The door behind her opened, and the ship’s doctor, Hobson Smith, came in. Almost tall enough to require ducking as he came through the door, Smith had a gray Fu Manchu mustache, sharp eyes, and a relaxed, almost fatherly style. No one on board knew how old he was, but if NUMA had any mandatory retirement age Hobson Smith would have been well past it. And the ship all the poorer for it. His presence was like that of a loving uncle.
“No change?” he said as if he were asking her.
“He hasn’t moved,” she said. “His heart rate is—”
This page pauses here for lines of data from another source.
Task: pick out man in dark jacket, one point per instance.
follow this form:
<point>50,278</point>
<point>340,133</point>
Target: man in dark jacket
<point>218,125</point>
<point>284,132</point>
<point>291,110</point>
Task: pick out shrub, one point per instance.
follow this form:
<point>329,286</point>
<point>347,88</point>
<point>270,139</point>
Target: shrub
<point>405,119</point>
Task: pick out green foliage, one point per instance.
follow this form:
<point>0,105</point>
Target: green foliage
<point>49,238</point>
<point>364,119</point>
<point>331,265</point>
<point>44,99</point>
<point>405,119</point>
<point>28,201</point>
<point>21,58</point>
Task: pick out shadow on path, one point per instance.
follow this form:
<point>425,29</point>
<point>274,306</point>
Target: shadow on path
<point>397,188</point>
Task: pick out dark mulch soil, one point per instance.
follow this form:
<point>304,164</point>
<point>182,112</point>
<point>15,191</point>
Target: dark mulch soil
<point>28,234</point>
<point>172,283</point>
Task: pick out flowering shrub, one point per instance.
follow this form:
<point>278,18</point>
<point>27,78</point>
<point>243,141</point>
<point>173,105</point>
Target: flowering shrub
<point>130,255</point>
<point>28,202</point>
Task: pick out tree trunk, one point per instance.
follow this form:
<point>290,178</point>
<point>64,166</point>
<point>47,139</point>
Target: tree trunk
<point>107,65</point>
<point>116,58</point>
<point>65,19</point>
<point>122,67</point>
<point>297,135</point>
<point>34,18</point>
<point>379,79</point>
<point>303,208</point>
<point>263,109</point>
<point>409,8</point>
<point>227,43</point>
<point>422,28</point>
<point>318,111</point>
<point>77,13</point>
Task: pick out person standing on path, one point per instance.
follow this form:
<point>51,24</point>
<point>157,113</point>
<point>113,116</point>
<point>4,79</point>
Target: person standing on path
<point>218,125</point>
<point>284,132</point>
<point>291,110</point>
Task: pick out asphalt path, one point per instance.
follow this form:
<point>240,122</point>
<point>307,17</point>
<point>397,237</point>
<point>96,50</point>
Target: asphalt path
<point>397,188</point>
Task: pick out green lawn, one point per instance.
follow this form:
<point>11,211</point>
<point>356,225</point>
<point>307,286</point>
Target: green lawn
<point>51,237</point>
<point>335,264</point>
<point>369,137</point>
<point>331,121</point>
“His heart rate is strong,” Smith said, taking over for her. “His pulse is good. The oxygen level in his blood is getting better also.”
“But he’s still unconscious,” she said, unable to use the word coma.
“Yes,” Dr. Smith said. “For now. Paul is strong. Give him a chance to heal.”
She knew he was right, she understood that his vitals were improving, but she needed him to wake up, to smile at her and say something eminently dorky and endearing.
Smith pulled up a chair and sat beside her.
“Arm out,” he said.
She extended her arm, and the doctor put a cuff around her bicep and then pumped it up to take her blood pressure. Next he checked her pulse.
“Just as I thought,” he said.
“What?”
“Your own vitals aren’t great,” he said. “You’re making yourself sicker, worrying about him.”
She exhaled. She hadn’t eaten or even had much to drink since she’d been back up on her feet. But didn’t think she could keep anything down.